Development of Photoactivated Fluorescent N-Hydroxyoxindoles and Their Application for Cell-Selective Imaging

Abstract

Photoactivatable fluorophores are essential tools for studying the dynamic molecular interactions within important biological systems with high spatiotemporal resolution. However, currently developed photoactivatable fluorophores based on conventional dyes have several limitations including reduced photoactivation efficiency, cytotoxicity, large molecular size, and complicated organic synthesis.
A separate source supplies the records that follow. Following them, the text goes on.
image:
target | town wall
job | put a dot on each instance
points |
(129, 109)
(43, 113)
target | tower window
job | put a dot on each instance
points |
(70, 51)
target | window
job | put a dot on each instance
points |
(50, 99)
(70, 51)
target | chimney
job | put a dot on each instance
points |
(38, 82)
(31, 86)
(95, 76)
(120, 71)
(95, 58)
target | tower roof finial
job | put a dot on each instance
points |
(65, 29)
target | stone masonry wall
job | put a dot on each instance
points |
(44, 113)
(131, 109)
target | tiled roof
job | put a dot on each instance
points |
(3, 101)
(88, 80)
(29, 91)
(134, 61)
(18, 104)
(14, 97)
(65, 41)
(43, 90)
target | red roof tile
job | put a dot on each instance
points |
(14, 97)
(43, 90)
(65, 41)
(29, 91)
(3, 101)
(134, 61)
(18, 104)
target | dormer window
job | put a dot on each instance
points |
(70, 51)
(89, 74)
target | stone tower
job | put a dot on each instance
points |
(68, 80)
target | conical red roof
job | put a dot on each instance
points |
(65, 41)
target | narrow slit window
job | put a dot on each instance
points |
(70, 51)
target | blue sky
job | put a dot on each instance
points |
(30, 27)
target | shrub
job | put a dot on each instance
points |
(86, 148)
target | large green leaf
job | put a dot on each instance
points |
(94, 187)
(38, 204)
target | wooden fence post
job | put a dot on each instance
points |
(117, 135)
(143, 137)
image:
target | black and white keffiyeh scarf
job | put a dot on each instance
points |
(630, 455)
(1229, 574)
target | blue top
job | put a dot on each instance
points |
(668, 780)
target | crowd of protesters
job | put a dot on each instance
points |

To overcome these challenges, we herein report a class of photoactivatable fluorescent N-hydroxyoxindoles formed through the intramolecular photocyclization of substituted o-nitrophenyl ethanol (ONPE). These oxindole fluorophores afford excellent photoactivation efficiency with ultra-high fluorescence enhancement (up to 800-fold) and are small in size. Furthermore, the oxindole derivatives show exceptional biocompatibility by generating water as the only photolytic side product. Moreover, structure-activity relationship analysis clearly revealed the strong correlation between the fluorescent properties and the substituent groups, which can serve as a guideline for the further development of ONPE-based fluorescent probes with desired photophysical and biological properties. As a proof-of-concept, we demonstrated the capability of a new substituted ONPE that has an uncaging wavelength of 365-405 nm and an excitation/emission at 515 and 620 nm, for the selective imaging of a cancer cell line (Hela cells) and a human neural stem cell line (hNSCs).

Keywords: cage compounds; dyes/pigments; fluorescence imaging; fluorescent probes; oxindole.

Figure 1

A) Photocyclization of ONPE to N-hydroxyoxindole. Inset shows the photographs of a solution of 1 under UV lamp before and after UV irradiation; B) Absorption and fluorescence spectra depicting the photolysis of 1 in MeOH/PBS (3:1, v/v) under UV light irradiation (254 nm); C) HPLC analysis of the photolytic reaction reveals progressive photolysis of 1 upon irradiation and formation of a major photolytic product (1 a). The signal was recorded with a UV-absorption detector at the wavelength of 299 nm, which is the isosbestic point of the absorption spectrum shown in (B); D) Content analysis of the 1 and 1 a during the photolysis shows 50 % symmetry indicating a clean photolysis reaction without any byproducts. Analysis was done using integrated area of 1 and 1 a on the HPLC chromatogram.

Figure 2

A) Absorption and fluorescence emission spectra of 1 a in MeOH/PBS (3:1, v/v, pH7.4, 10 mM PBS) solution; B) pH-dependent UV/Vis absorption spectrum of 1 a; C) pH-dependent fluorescence emission intensity of 1 a with different excitation wavelengths (detailed emission spectra were shown in Figure S15, the Supporting Information); D) Schematic illustration of the photo-induced deprotonation of the N-hydroxyl group of 1 a at the excited state; E) Electron density of HOMO and LUMO for 1 a computed by density functional theory (DFT).

Figure 3

Schematic illustration of the proposed excited-state keto–enol tautomerization of 1 a, whereas only the enol form is the fluorescent moiety. HOMO and LUMO calculations of the keto and enol forms computed by DFT calculations show that enol form of 1 a is more stable at the excited state than the keto form.

Figure 4

A) Molecular structures of the photoactivatable dye 11 and its corresponding photolysis product 11a; B) UV/Vis absorption and fluorescence emission spectra analysis of the photolysis of 11 in MeOH/PBS (3:1, v/v) under UV light irradiation (photolysis, 365 nm, 3 mW cm⁻²; excitation, 480 nm); C) HPLC monitoring revealed that the photolysis is clean and produces 11a as the major product; D) Analysis of viability and proliferation of HeLa cells and hNSCs in the presence of increasing concentrations of 11 and 11a.

Figure 5

A–H) Time-dependent photoactivation of 11 in HeLa cells. The photoactivation was performed on a Nikon Ti microscope using the DAPI excitation (Nikonen slight C-HGFI lamp, 130 W) with a 20 × objective lens. The fluorescent images were collected using Texas Red channel (excitation 550–580 nm, emission 600–650 nm). Dye concentration is 5 μM, scale bar is 100 μm; I–K) Spatially-controlled photoactivation of 11 in hNSCs, I) DIC, J) fluorescence, and K) merged images of a single hNSC with photoactivated fluorescence. The selected cell was first irradiated by a 405 nm excitation from the confocal microscope (5.95 mW, 15 s) and the fluorescence imaging was recorded with an excitation at 515 nm. Scale bar is 20 μm.